What offends is not necessarily bad
Everyone can say that one or an entry or idea seems offensive (or rather, it has offended them, because it is a bit pretentious to speak through the mouth of others, not the majority). For some time now, however, the mere act of feeling offended already seems to establish a sort of white card to censor content or, worse, censor by invoking the politically correct: Your text or idea offends me because, in reality, it is macho, classist, racist, etc. When the politically correct is invoked, the voices multiply, and the interpellated person (s) prefer to retract rather than continue under artillery fire.
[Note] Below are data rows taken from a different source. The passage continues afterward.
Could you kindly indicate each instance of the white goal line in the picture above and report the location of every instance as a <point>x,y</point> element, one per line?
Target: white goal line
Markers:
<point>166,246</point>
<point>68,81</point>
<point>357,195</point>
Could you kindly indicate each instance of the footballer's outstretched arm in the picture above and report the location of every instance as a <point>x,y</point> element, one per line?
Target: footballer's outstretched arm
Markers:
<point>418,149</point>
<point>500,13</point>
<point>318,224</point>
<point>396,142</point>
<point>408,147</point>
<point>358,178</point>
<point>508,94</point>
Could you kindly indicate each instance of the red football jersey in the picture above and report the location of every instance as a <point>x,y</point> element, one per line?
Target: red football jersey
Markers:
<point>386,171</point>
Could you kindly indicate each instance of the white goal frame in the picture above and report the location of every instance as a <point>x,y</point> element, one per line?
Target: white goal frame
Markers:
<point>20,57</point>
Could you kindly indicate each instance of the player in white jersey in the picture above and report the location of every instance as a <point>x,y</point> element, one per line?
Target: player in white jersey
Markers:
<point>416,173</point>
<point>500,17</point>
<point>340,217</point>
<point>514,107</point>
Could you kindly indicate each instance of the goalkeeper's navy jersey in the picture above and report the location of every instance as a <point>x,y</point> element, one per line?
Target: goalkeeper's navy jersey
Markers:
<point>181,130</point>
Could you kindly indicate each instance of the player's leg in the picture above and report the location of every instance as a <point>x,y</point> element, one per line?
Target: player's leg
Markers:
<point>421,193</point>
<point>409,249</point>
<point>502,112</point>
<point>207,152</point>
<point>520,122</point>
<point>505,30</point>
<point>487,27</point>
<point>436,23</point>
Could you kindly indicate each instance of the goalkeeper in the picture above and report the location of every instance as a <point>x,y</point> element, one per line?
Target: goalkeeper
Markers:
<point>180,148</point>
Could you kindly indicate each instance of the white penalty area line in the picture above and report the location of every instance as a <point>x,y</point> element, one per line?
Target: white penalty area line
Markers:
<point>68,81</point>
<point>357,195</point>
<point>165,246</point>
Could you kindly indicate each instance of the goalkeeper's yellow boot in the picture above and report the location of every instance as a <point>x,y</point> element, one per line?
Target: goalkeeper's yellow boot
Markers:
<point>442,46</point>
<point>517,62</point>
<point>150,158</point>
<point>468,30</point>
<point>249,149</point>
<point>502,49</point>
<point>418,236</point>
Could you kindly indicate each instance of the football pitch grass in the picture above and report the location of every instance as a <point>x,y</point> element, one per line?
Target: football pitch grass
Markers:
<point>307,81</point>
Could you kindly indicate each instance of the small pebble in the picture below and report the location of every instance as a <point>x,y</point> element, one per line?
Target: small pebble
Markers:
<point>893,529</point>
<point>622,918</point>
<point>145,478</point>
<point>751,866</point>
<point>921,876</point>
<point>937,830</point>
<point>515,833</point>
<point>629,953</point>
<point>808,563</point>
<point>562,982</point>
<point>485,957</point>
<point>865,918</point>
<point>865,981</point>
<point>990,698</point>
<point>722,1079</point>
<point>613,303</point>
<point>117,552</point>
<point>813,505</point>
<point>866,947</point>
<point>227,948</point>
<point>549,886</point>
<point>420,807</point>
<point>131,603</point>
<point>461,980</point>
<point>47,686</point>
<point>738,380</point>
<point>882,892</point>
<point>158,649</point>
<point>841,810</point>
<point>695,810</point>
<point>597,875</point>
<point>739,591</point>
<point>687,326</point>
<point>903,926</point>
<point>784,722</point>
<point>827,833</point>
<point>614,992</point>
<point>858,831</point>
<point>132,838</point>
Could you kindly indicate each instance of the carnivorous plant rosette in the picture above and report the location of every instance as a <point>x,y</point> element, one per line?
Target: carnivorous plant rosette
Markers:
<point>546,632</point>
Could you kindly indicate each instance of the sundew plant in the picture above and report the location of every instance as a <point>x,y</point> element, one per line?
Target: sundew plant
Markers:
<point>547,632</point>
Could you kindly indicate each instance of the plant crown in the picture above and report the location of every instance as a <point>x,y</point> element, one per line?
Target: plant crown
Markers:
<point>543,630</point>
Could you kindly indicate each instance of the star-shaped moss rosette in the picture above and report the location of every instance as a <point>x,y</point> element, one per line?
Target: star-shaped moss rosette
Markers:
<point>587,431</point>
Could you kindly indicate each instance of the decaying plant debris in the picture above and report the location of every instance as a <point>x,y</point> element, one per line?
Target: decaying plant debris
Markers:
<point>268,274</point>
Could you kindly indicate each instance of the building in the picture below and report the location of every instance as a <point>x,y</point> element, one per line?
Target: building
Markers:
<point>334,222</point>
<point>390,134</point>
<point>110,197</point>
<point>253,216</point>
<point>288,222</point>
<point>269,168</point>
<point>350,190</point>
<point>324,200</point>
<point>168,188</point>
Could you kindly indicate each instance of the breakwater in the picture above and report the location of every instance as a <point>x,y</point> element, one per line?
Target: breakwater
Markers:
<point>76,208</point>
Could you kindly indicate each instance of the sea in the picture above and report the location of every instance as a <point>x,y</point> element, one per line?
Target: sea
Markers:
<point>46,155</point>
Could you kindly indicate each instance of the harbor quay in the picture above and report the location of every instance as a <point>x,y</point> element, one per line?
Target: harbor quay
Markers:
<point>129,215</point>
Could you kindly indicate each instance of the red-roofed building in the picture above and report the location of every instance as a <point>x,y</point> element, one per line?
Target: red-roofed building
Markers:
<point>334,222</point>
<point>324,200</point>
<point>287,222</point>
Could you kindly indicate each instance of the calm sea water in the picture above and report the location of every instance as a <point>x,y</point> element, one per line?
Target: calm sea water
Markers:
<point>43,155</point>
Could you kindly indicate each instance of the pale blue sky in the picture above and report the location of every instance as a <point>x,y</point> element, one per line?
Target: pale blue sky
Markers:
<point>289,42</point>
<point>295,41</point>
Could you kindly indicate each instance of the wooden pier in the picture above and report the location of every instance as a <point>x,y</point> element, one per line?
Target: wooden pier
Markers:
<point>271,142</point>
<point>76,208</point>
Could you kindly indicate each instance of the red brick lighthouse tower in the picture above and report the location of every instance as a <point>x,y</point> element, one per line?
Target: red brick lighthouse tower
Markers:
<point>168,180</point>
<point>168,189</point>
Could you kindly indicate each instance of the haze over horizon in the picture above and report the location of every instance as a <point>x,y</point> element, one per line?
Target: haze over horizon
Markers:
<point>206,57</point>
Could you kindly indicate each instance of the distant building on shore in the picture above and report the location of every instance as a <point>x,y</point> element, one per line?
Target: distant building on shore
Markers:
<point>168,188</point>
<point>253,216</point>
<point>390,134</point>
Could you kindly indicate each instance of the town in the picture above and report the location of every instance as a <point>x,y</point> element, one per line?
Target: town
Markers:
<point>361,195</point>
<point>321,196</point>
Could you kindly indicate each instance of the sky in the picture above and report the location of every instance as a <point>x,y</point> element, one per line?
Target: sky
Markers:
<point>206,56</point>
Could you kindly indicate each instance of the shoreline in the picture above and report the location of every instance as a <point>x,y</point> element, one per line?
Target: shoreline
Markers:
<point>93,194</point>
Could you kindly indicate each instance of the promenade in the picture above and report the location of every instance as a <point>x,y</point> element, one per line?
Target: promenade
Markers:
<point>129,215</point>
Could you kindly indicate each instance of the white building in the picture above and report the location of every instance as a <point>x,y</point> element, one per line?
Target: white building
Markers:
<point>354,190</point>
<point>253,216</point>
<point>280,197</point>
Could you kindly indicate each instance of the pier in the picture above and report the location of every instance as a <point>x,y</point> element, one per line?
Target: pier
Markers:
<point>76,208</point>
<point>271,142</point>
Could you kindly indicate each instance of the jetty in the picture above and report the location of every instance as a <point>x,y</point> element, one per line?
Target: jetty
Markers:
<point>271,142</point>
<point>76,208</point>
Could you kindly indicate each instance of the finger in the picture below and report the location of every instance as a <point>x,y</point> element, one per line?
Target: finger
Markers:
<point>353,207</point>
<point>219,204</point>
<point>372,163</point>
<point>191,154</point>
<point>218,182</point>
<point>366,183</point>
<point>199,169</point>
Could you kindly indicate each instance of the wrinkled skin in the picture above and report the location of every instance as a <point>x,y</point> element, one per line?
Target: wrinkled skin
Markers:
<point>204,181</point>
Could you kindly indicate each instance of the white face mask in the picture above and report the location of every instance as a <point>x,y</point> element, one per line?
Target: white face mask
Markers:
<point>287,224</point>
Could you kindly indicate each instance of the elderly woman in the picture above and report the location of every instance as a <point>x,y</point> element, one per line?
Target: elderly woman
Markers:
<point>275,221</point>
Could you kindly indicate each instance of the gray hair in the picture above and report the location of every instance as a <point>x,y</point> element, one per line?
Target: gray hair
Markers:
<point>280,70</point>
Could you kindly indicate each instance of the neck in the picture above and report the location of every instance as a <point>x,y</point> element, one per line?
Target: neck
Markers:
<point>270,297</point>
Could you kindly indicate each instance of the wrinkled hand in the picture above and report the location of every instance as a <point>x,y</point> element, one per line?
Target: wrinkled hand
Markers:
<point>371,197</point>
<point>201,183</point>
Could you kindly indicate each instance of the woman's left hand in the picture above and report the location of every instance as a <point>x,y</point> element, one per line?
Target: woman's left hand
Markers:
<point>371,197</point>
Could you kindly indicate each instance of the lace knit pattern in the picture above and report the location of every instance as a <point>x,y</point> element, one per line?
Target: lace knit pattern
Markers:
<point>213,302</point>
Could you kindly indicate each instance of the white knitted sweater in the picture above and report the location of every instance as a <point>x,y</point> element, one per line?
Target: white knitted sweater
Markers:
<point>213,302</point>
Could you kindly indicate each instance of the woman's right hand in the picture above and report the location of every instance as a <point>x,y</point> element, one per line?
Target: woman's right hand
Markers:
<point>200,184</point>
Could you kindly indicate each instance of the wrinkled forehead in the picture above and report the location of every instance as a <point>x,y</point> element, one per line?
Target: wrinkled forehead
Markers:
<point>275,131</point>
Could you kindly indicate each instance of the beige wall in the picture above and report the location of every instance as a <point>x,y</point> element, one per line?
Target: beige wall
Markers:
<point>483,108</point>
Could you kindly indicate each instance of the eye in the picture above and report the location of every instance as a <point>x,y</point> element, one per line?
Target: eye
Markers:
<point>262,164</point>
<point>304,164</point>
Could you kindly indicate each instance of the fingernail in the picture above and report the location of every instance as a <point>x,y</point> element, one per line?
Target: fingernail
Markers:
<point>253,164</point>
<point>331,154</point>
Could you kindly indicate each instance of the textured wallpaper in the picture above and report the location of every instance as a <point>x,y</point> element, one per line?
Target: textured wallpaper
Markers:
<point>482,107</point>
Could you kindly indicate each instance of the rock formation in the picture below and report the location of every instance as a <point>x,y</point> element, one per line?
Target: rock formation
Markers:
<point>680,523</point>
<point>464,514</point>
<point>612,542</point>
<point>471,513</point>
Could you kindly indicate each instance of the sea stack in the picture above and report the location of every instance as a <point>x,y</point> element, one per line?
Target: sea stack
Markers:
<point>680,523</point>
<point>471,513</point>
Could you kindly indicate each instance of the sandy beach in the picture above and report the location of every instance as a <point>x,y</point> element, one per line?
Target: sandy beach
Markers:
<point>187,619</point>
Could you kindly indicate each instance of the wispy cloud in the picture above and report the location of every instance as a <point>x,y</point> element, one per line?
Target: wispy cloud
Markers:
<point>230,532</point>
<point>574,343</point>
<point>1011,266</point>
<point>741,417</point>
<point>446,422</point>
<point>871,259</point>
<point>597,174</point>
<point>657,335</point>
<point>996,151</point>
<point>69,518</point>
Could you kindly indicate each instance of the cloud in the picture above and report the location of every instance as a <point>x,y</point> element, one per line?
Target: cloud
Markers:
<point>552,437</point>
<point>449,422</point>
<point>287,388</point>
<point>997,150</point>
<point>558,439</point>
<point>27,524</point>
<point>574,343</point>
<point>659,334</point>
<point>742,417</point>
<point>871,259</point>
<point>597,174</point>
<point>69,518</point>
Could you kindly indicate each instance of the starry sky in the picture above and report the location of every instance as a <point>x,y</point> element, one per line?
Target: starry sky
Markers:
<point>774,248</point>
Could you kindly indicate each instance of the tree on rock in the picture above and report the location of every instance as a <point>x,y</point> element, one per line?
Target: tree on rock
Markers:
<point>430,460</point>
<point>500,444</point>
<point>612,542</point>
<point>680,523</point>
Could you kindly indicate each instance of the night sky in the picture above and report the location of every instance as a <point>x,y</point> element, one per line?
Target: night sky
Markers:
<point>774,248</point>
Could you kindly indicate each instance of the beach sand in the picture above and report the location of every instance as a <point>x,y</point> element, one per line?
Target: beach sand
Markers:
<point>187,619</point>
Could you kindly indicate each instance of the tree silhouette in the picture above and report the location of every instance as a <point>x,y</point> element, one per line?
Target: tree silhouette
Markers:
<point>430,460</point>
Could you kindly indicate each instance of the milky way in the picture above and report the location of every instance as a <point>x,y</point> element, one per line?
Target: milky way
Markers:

It doesn't matter whether the intention is sexist or not. Not even if unconsciously there is sexism. Nor if there are people who consider him sexist. What matters is that if they accuse you of being sexist, then it is, for practical purposes, sexist. Which allows anyone (I do not say that is the case) to use that trick to censor or question any work they want. For example, my favorite science popularizer, Natalie Angierwrote a book entitled Woman, where he only talks about female biology, and naturally about his sexual organs. Is that sexist? Or the problem is the word "boobs", which sounds like Torrente? Can the disclosure use swear words or the sense of humor that it deems appropriate or, on issues like this, you have to use neutral terms to not hurt sensitivities?
Does hurting sensibilities tell us anything other than how thin the skin of the injured is? Does it clarify something about the intrinsic capacity of the offending text? These are complex questions, especially in these days when if you laugh at a God they acribilize you or if you make a satire relating a political party with a terrorist group, they impute you.
But the #LunesTetas case has continued its course, now splashing another popularizer of Naukas, Arturo Quirantes, responsible for the blog The Professor of Physics: the Equality Unit of his University, that of Granada, and some fellow professors have been upset because a teacher goes around talking about tits.
It was suggested to Quirantes that everything could be arranged without more if “University of Granada” was crossed out of his profile. However, before making a decision in this regard, the Ombudsman decided to request an opinion from the legal cabinet; depending on what they say, Quirantes has said he will proceed as he sees fit. At the moment, he will participate in the #LunesPollas.
And what do you think? In a world where we all already have the potential power of a mass media we must take maximum care of what we say and how we say it? Precisely because now we are all potential content producers, we have to tolerate that everyone says what they want? Are we exaggerating? #LunesPollas fixes the mess or makes it worse? I give you the opinion turn, but not before leaving me as a pledge of mine, more elaborate here.